Our paper published in Science can be found HERE and some background that led to this paper (and more pictures) can be found HERE.
I only half joke when I say that I’ve spent most of my career learning how many ways snowshoe hares can die. But that obscure talent has taught us some things, and led to big questions. We found that hares die more in the fall and spring than in winter/summer (and wondered: why?). We watched as hares molted from summer brown to winter white -- timed by ancient rhythms of daylength – and stood out like white light bulbs against increasingly brown snowless ground (and wondered: will they die, or hide, or what?).
A mismatched hare from our field research. Seeing more and more of these over the years got my mind spinning about climate change and potential adaptation. (Mills research photo)
And so, for the last decade we’ve been drilling deep into seasonal coat color change, its consequences, and the potential for animals to adapt to a rapidly changing climate. Our team has grown into a wonderfully collaborative, international group of interdisciplinary researchers and students. Seasonal color-change trait occurs in 21 of the planet’s most charismatic (and photogenic!) mammals and birds across the northern hemisphere, an exquisite camouflage to survive in a predator-filled world. Which got me wondering: If seasonal coat color is directly and with certainty shaped by adaptation to climate, then how might adaptation help wild animals persist in the face of rapid decreases in snow duration?
In our Science paper we first set out to describe, for all 21 species, how seasonal coat color tracks climate. It turns out that not all individuals turn white in winter. Some stay brown. But where in the world do they turn white, where do they turn brown, and what might that mean for adaptation? To answer that we sought the help of some of the best naturalists of the past century. Literally. Our team pored through the old literature where sharp-eyed naturalists had recorded brown vs white winter morphs. And then we fanned out across the world, visiting 26 museums globally to view winter coat color of samples originating from 60 countries (including some collected by Teddy Roosevelt!). Eventually we recorded 2,713 samples, enough to power a major spatial modeling effort describing winter coat color for 8 of the 21 species.

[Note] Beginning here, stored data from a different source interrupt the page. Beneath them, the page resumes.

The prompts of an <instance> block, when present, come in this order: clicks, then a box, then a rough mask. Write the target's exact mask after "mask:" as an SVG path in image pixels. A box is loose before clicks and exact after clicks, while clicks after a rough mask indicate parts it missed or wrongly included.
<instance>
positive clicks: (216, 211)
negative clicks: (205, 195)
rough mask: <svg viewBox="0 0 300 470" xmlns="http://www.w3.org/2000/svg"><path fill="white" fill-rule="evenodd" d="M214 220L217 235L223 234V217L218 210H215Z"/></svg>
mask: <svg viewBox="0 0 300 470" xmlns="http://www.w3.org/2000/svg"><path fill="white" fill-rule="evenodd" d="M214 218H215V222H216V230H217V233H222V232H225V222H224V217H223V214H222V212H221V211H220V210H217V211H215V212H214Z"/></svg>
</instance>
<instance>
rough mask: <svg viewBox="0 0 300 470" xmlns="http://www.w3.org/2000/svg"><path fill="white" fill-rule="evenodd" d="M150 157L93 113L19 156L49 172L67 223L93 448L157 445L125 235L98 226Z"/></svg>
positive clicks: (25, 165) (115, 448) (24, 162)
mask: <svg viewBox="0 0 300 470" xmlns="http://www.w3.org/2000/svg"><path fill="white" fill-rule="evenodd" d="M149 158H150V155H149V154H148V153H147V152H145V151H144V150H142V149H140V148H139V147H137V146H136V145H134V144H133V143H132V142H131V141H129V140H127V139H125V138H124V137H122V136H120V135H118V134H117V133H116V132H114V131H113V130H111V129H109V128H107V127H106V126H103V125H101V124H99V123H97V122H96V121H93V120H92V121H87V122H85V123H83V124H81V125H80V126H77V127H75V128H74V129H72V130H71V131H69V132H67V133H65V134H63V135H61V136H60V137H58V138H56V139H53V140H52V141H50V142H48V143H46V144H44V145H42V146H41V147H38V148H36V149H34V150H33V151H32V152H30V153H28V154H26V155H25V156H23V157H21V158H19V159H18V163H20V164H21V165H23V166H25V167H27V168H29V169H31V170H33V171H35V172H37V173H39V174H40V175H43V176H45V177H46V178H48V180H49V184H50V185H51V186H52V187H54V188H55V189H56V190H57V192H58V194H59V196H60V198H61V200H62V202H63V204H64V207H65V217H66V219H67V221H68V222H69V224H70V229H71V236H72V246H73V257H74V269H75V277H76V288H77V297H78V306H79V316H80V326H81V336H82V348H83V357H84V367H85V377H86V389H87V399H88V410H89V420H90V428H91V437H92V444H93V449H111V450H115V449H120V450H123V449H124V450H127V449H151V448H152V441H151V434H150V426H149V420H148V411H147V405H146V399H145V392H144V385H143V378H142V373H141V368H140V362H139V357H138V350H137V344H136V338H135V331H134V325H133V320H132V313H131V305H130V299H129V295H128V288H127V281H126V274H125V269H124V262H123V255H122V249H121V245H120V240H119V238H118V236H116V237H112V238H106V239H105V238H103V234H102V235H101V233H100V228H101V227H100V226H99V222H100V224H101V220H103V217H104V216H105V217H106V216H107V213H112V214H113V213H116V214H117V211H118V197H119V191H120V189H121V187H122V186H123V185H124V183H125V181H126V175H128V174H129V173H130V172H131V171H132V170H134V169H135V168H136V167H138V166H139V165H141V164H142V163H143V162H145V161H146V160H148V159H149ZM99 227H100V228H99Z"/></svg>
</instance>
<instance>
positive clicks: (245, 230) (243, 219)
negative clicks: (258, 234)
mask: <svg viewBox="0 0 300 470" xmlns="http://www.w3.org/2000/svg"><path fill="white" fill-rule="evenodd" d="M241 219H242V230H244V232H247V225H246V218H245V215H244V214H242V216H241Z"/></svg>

Some of the museum specimens that we used to determine winter coat color for 8 species. Photos by co-author and PhD student Alex Kumar
We lit up areas where all or most animals would be winter white (higher elevations and latitudes with consistent winter snow), and where they’d be winter brown (more maritime, lower elevations and latitudes with ephemeral snow). But we also revealed where winter brown and winter white individuals lived together: ‘polymorphic zones’. Following evolutionary first principles, a conservation focus to maintain polymorphic zones as large and connected populations could have profound consequences. First, it would foster rapid evolutionary shifts towards winter brown coats. Second, it would facilitate natural dispersal of adaptive winter brown genes into adjacent winter white populations.
In short, these could be ‘hotspots’ where evolution could help rescue species from extinction driven by climate change. At a time when scientists are seeking ways that nature might resist environmental changes and recover, these hotspots for evolutionary rescue emerge as areas of high resilience to climate change.
Obviously, we humans must address the root cause of climate change driven by greenhouse gases. But meanwhile, conservation efforts on areas with intrinsic resilience to global warming could help sustain species. Seasonal coat color illuminates how evolutionary rescue could be enlisted to help wild animals persist in the face of climate change. But the concept should apply broadly to any species shaped by adaptation to climate.